Trees

Tips for navigating the slides:

Press O or Escape for overview mode.
Press the copy icon on the upper right of code blocks to copy the code

Class outline:

Trees 🌴🌳🌲

Trees

Recursive description	Relative description
A tree has a root label and a list of branches Each branch is itself a tree A tree with zero branches is called a leaf A tree starts at the root	Each location in a tree is called a node Each node has a label that can be any value One node can be the parent/child of another The top node is the root node

Trees: Data abstraction

We want this constructor and selectors:

`tree(label, branches)`	Returns a tree with root `label` and list of `branches`
`label(tree)`	Returns the root label of `tree`
`branches(tree)`	Returns the branches of `tree` (each a tree).
`is_leaf(tree)`	Returns true if `tree` is a leaf node.
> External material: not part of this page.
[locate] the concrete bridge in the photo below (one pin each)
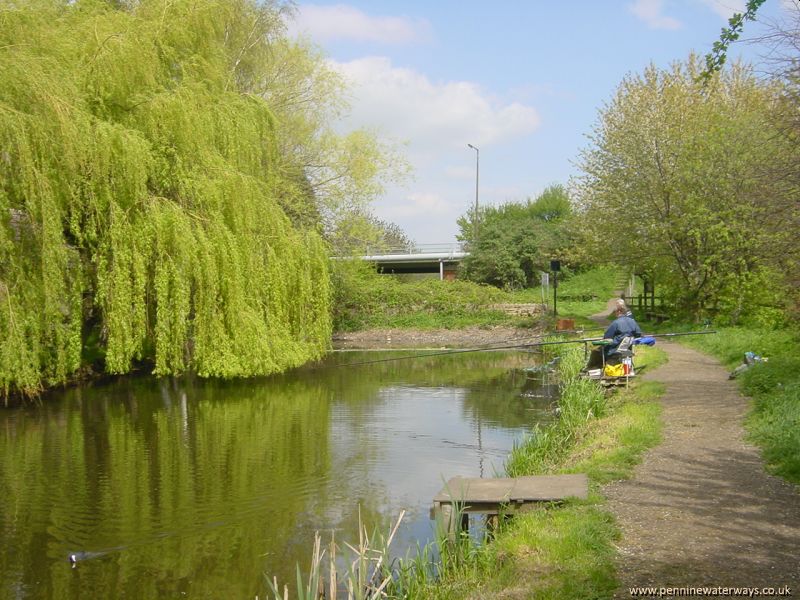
(422, 258)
                            t = tree(3, [
                                      tree(1),
                                      tree(2, [
                                        tree(1),
                                        tree(1)
                                    ])])

                            label(t)  # 3
                            is_leaf(branches(t)[0])  # True

Tree: Our implementation


                            t = tree(3, [
                                      tree(1),
                                      tree(2, [
                                        tree(1),
                                        tree(1)
                                    ])])

Each tree is stored as a list where first element is label and subsequent elements are branches.


                    [3, [1], [2, [1], [1]]]


					def tree(label, branches=[]):
						return [label] + list(branches)

					def label(tree):
						return tree[0]

					def branches(tree):
						return tree[1:]

					def is_leaf(tree):
						return len(branches(tree)) == 0

Trees: Dict Implementation

A dictionary for each tree/subtree:

{'l':20,'c':[{'l':12,'c':[{'l':9,'c':[{'l':7,'c':
    []},{'l':2,'c':[]}]},{'l':3,'c':[]}]},{'l':8,'c':[{'l':4,'c':[]},{'l':4,'c':[]}]}]}


					def tree(label, branches=[]):
					    return {"l": label, "b": branches}

					def label(tree):
					    return tree["l"]

					def branches(tree):
				        return tree["b"]


					t = tree(20, [tree(12,
					               [tree(9,
					                 [tree(7), tree(2)]),
					                tree(3)]),
					              tree(8,
					                [tree(4), tree(4)])])

Tree processing

A tree is a recursive structure.

Each tree has:

A label
0 or more branches, each a tree

Recursive structure implies recursive algorithm!

Tree processing: Counting leaves


					def count_leaves(t):
					    """Returns the number of leaf nodes in t."""
					    if is_leaf(t):
					        return 1
					    else:
					        leaves_under = 0
					        for b in branches(t):
					            leaves_under += count_leaves(b)
					        return leaves_under

What's the base case? What's the recursive call?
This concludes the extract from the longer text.